Tuesday, September 18, 2012

Kharkov Center for Gender Studies

I had my first meeting with the Director of the Kharkov Center for Gender Studies (KCGS) today.  This center is the reason I chose to come to Kharkiv because it is the foremost center on gender research in the former Soviet Union. This center runs a network of academics in this region, they have also published journals on gender issues, and conducted training workshops for women throughout the Post-Soviet sphere so I was excited to see what they were currently working on and how I could lend my support. They had been successful since 1994 in obtaining grants from outside agencies like the MacArthur foundation among other but this funding has dried up as western funders have moved on to more salient regions. The director told me that she had hoped to receive funding from V.N. Karazin Kharkiv National University, the university that houses the center but the rector of her faculty had declined any support other than the two rooms at the university where the center and the gender library are held. For years the center had supported the university by obtaining these outside grants but when it came time for the university to share the burden they said no and also threatened to take away the two rooms at the university and send the books in the library to the university library where researchers like me would have no access to them. 

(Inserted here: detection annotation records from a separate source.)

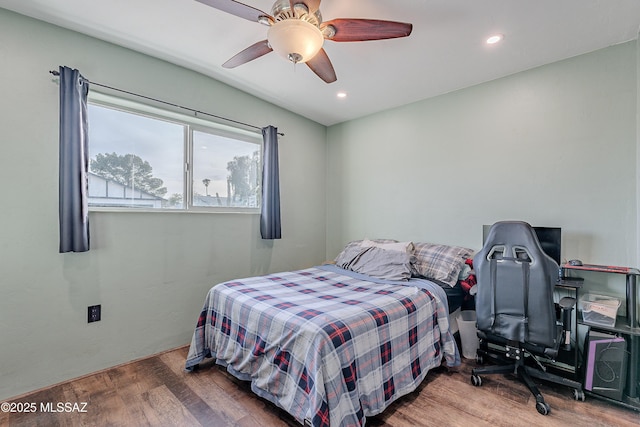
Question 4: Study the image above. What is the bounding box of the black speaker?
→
[584,331,627,400]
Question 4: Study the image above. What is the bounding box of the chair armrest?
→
[558,297,576,310]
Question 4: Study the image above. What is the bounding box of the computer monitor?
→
[482,225,562,265]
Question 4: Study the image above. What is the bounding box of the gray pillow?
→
[336,245,411,281]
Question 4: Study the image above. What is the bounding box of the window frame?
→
[87,91,264,214]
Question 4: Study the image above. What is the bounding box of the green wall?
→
[0,9,326,400]
[0,5,640,399]
[327,41,640,266]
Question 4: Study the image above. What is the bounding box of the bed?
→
[185,242,476,426]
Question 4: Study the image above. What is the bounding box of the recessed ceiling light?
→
[487,34,504,44]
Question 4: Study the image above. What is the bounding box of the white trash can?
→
[457,310,478,359]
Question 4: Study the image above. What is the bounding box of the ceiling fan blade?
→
[290,0,320,14]
[321,19,413,42]
[222,40,273,68]
[306,49,338,83]
[196,0,273,22]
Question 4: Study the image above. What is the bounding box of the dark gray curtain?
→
[59,67,89,253]
[260,126,282,239]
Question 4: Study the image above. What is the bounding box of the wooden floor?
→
[0,347,640,427]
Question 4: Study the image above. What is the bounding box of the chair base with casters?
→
[471,331,584,415]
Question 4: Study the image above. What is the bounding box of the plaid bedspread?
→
[186,266,460,426]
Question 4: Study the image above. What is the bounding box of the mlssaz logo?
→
[40,402,87,413]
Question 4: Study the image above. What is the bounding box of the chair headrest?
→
[481,221,551,262]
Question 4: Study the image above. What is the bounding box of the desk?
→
[562,264,640,409]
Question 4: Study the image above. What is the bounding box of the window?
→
[88,93,262,212]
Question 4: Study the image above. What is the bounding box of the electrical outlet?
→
[87,304,102,323]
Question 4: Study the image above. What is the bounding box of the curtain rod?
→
[49,70,284,136]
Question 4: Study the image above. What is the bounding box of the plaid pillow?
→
[411,243,473,286]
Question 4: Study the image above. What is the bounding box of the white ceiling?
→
[0,0,640,125]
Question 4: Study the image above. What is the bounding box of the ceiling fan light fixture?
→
[267,19,324,63]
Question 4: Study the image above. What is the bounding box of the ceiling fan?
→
[197,0,413,83]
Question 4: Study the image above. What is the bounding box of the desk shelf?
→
[558,264,640,410]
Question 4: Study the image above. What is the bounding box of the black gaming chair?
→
[471,221,584,415]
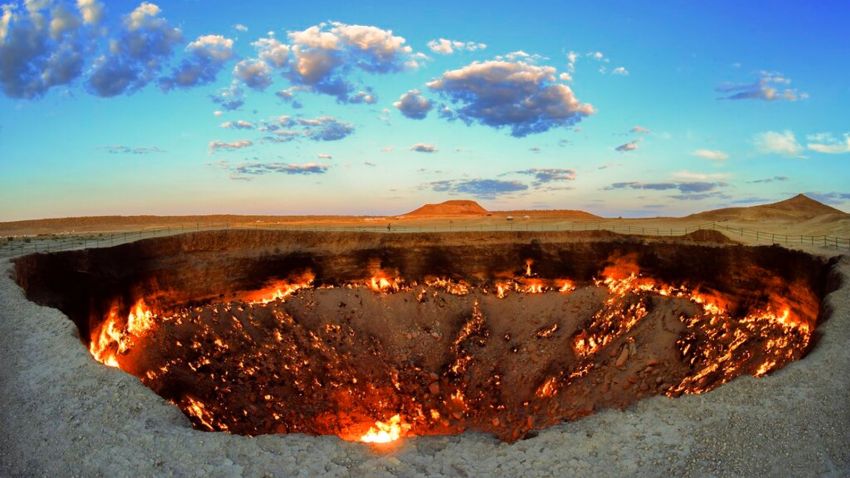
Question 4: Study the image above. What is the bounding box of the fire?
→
[89,299,155,367]
[127,299,153,336]
[241,271,316,304]
[360,413,411,443]
[84,257,814,444]
[558,279,576,292]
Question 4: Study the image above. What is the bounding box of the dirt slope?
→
[688,194,850,221]
[402,199,487,217]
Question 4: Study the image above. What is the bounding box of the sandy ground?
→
[0,241,850,476]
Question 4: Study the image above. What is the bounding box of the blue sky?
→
[0,0,850,220]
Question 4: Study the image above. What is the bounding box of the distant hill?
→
[492,209,602,220]
[402,199,488,217]
[688,194,850,221]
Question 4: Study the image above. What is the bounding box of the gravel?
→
[0,257,850,477]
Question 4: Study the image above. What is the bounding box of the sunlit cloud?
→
[753,130,803,157]
[88,2,183,97]
[159,35,233,91]
[715,71,809,101]
[428,38,487,55]
[428,179,528,199]
[691,149,729,161]
[428,60,594,137]
[410,143,437,153]
[258,116,354,143]
[103,145,165,155]
[209,139,254,153]
[806,133,850,154]
[393,90,433,119]
[614,139,640,153]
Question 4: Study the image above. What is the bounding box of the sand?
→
[0,245,850,476]
[0,196,850,477]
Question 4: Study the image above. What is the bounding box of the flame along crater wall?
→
[16,231,829,442]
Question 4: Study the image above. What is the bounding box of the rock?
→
[614,347,629,368]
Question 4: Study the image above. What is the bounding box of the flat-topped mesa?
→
[401,199,488,217]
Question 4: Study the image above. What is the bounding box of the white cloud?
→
[233,59,272,90]
[614,139,640,153]
[427,60,594,137]
[251,38,289,68]
[77,0,103,25]
[806,133,850,154]
[393,90,432,119]
[219,120,254,129]
[754,130,803,157]
[691,149,729,161]
[410,143,437,153]
[209,139,254,153]
[715,71,809,101]
[428,38,487,55]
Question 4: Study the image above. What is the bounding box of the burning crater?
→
[16,231,830,442]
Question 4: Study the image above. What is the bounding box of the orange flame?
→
[360,413,411,443]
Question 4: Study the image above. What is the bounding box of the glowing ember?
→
[83,256,816,444]
[360,414,410,443]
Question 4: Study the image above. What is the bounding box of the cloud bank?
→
[427,60,594,137]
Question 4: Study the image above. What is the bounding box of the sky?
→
[0,0,850,221]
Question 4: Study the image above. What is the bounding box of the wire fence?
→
[0,221,850,257]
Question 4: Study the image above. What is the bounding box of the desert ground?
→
[0,195,850,257]
[0,196,850,476]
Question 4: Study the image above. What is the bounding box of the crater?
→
[15,230,831,443]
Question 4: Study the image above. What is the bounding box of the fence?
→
[0,221,850,257]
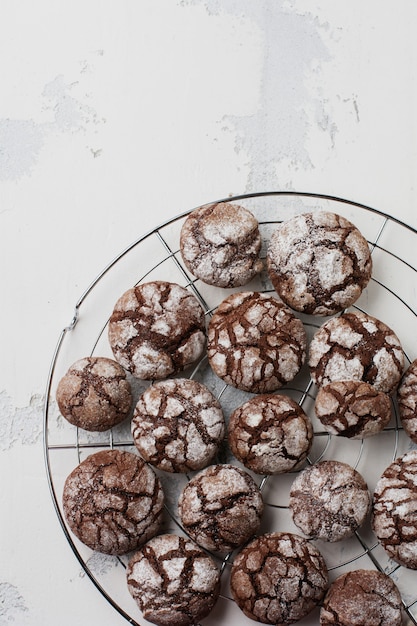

I can’t tell you how many times I head heard this story and quite frankly it’s depressing to hear that the universities in this region only care about gender research centers when they bring in money to the universities. Even the faculty who were being paid an extra salary to teach gender studies classes can’t teach these classes anymore because of all the other teaching obligations they have at the university. What is even more infuriating is the fact that I have to pay tuition to this university to take classes in the gender study center and none of that money will actually go to the center! Now all I can do is volunteer my time helping out with the library and try and tell everyone I meet at the university that I am here because of the reputation and research conducted by this center. Still, it is a frustrating situation when universities in this region will not support much needed gender research and the western donors who fund them don’t think of the long term impact on these places when they pull their funding! I think Western donor organizations need to work on cooperation agreements with the universities that create sustainable development and partnerships which will allow them to exist after the the money from the West dries up!